Most AI assistants are graded on what they answer. We grade Brolly AI on what it refuses to. When the underlying retrieval is weak, the only correct response is "I do not know, here is why I cannot tell you, here is what I would need." Every other answer is, at best, a guess. In an academic or institutional context a guess is a fabricated citation, and a fabricated citation is the failure mode that ends the product.
The metric, defined
We log every assistant turn with three labels: an "answered" boolean, a "retrieval-grounded" boolean, and a structured refusal-reason on negatives. The "I don't know" rate is the share of turns where the model declined to answer because retrieval scores fell below a calibrated confidence floor. Our internal target is between eight and fifteen percent. Below eight, the model is being too generous. Above fifteen, the retrieval pipeline needs work.
"The model that admits it does not know is the model a researcher will use without a chaperone. Every other model needs one."
How we calibrate the floor
Every two weeks we sample two hundred turns where the model declined and two hundred where it answered. Domain experts grade them. The grading produces two error rates: false refusals (declined when it should have answered) and false answers (answered when it should have declined). We tune the confidence floor to keep false answers under one percent. False refusals are an annoyance. A single false answer with a real-looking citation is the failure mode we cannot tolerate.

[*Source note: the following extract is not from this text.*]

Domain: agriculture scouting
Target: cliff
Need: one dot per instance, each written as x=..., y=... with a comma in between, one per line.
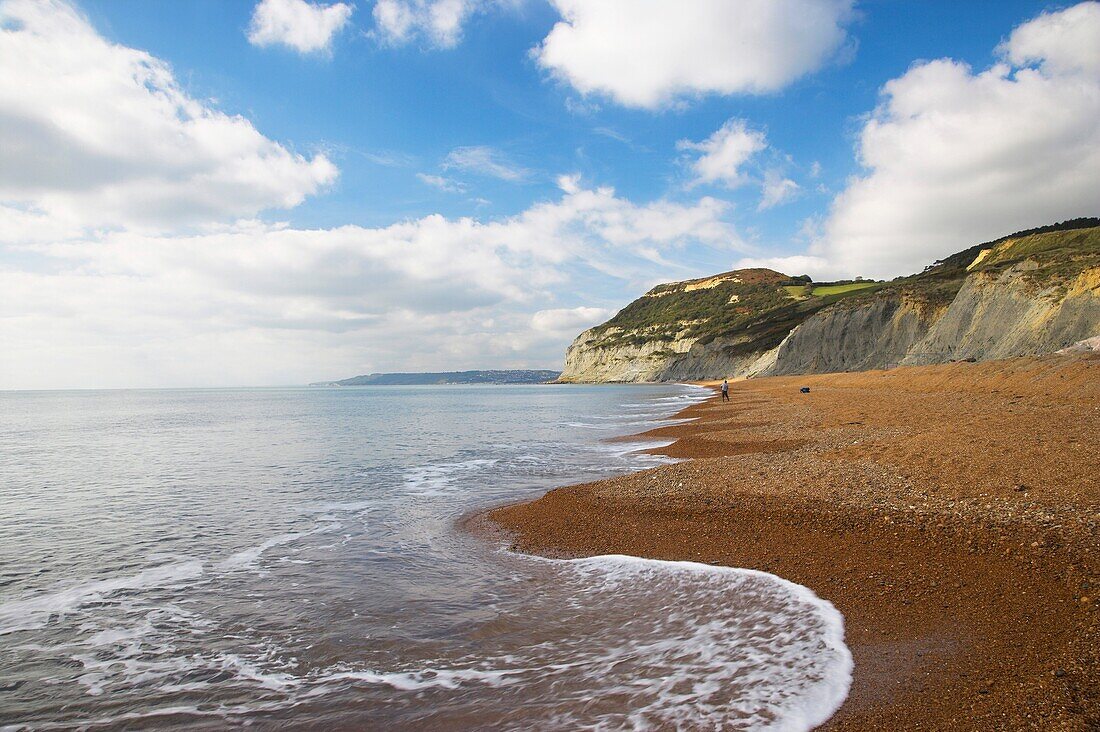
x=1031, y=293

Three things we did not do
- › We did not train the model to apologise. A confident "I cannot answer that with the sources I have" is more useful than a hedged paragraph.
- › We did not let the model invent its own citations. Every citation must resolve, in real time, to a paper, page, and DOI on the retrieval index.
- › We did not optimise for "helpfulness" as defined by user thumbs-up. Researchers will thumbs-up an answer that sounds right. We optimise for an answer that is right.
What this looks like in the product
Every answered turn shows the retrieval evidence inline, with a confidence indicator. Every declined turn shows the user what would have changed the answer, a more specific query, a different corpus, a higher institutional subscription tier. The decline is never a dead end; it is a path forward the user can act on.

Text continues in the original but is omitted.